Com Machado foi parecido. Antes da faculdade, ainda não me tinha dado conta da genialidade dele. Foi só num semestre sobre Machado de Assis no meu curso de Letras na USP, com os maravilhosos Paulo Pasta e José Miguel Wisnik (saudades das aulas dos dois) que tive a revelação, o momento de epifania.

E justamente analisando Memórias Póstumas de Brás Cubas.

Que coisa maravilhosa foi aquela! Foi como se tirassem uma cortina da minha frente e me mostrassem tudo que sempre estivera diante de mim.
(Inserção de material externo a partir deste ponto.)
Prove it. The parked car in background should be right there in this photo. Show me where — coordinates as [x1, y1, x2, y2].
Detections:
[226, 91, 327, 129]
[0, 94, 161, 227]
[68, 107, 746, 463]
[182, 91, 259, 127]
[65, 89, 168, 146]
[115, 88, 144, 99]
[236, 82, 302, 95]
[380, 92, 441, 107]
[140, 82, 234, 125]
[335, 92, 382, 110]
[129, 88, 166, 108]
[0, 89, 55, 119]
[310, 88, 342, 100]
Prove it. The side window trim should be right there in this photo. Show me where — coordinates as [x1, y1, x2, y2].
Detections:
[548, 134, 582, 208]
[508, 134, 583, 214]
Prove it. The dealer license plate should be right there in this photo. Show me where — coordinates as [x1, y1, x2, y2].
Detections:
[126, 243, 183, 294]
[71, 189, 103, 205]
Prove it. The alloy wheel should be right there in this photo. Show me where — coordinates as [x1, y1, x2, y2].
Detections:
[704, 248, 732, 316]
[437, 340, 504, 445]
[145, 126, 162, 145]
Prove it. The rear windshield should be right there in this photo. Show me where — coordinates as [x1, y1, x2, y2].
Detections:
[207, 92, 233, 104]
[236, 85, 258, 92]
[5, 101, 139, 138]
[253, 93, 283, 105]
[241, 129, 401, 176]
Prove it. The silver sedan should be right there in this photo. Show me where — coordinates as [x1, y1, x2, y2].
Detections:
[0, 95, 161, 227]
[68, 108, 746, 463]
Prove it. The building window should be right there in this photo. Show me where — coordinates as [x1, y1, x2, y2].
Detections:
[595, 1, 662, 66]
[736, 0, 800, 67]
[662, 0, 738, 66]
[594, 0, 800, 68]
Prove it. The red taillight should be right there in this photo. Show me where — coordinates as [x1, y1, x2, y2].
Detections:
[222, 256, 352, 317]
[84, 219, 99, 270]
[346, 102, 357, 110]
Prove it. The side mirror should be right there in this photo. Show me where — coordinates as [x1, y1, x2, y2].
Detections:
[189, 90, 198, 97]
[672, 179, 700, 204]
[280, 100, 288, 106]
Felizmente, já tive vários momentos epifânicos em relação à Arte em minha vida. A descoberta de John Coltrane, de Stevie Ray Vaughan, de Madonna, de Elis Regina, de Agatha Christie, de Yasunari Kawabata, de Akira Kurosawa, de Manuel Bandeira, Drummond, Clarice Lispector, Rubem Fonseca… e tantas outras. E como isso é necessário! Para viver! Espero que já tenham tido essa experiência do encontro e da vontade de não largar mais o que se encontrou.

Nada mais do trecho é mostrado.